❦ Köhne

166K 7.6K 1.4K
                                    




Adele - Skyfall

2.Bölüm: Silik Siluetler 

Güvenin zedelenmesinde hep en yakınlarının parmağı vardır. O parmak ki ruhu kana bular, buladığı kanla kimseye bir daha güvenme yazısını aklına yazdırır. Kalbini incittiklerini asla hatırlamaz, seni hunharca ezer.

Doğu Üzeyiroğlu en yakınlarının anne babası olmasını yediremiyordu.

Nasıl bir planın içinde aptal gibi sürüklendiğini anlayamadı. Bu kızın yarım yamalak cevapları anlamasına pek yardımcı olmuyordu.

Batu kalbinin ona verilmesini nasıl isteyebilirdi? Parçalar kopuk ve birbirinden bağımsızdı.

"Benim kardeşimin kalbi sende öyle mi?"

Adamın yeri göğü inleten gazabıyla ilk defa tanışan İnanç savunmasızdı. Yasak topraklara kaçan mahkûm gibi tehlikedeydi. Onu koruyacak bir devleti yoktu. Kendi başının çaresine bakacaktı.

Kolundan ısrarla sarsan adama, "Lütfen..." diye rica etti. Ricasını anlamayacak kadar kendinden geçmiş adama daha konuşacak takati bulamadı. Avucu arasına sıktığı kolunu çekmeye çalışıyordu. Nafile, bu adam ve öfkesi çok güçlüydü.

          Sesini duymaya tahammülü yoktu Doğu'nun. "Benim kardeşim toprağın altında ve sen burada onun kalbiyle yaşıyorsun? Benim evimde!" son sözleri gümbür gümbür patladı kulağında.

"Hayır o istedi!" diye acıyla bağırdı İnanç. Yüzüne vurduğu gerçeği neden anlamak istemiyordu?

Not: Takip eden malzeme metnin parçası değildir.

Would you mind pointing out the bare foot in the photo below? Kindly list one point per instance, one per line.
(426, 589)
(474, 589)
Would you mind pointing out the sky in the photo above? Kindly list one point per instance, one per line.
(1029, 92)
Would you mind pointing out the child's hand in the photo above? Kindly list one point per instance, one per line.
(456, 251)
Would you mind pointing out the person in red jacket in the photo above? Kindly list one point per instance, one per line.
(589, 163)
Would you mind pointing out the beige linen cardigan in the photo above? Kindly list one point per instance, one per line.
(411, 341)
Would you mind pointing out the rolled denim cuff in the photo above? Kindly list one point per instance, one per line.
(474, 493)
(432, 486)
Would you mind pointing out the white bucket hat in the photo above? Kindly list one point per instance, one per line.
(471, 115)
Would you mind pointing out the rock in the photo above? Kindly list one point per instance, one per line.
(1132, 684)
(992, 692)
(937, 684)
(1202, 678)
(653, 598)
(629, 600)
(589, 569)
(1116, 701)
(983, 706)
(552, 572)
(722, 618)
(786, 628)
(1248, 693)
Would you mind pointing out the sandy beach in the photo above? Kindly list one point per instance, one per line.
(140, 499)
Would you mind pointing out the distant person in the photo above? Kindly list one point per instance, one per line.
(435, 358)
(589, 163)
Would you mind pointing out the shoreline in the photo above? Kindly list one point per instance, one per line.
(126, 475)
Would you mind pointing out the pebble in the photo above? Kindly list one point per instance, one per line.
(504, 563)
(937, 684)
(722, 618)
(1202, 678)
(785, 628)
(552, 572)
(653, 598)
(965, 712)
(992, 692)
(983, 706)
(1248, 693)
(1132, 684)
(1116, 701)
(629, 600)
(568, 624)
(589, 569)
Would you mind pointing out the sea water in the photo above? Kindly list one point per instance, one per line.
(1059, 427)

"Onu vereceksin bana. Sen yaşamayacaksın."

"Ben istemedim zaten."

"Sen o kalbi bana vereceksin." Diye emretti. Her anlamıyla tehlike barındıran bu adam o kalbi alacaktı. "Gerekirse sike sike alırım!"

Duman grisi gözbebekleri, amber rengi gözleriyle fütursuzca buluştu.

Buram buram kötülük kokan adama baktı. Ya kalbi verecekti ya da hayat artık Azrail'in elinde zehrolacaktı!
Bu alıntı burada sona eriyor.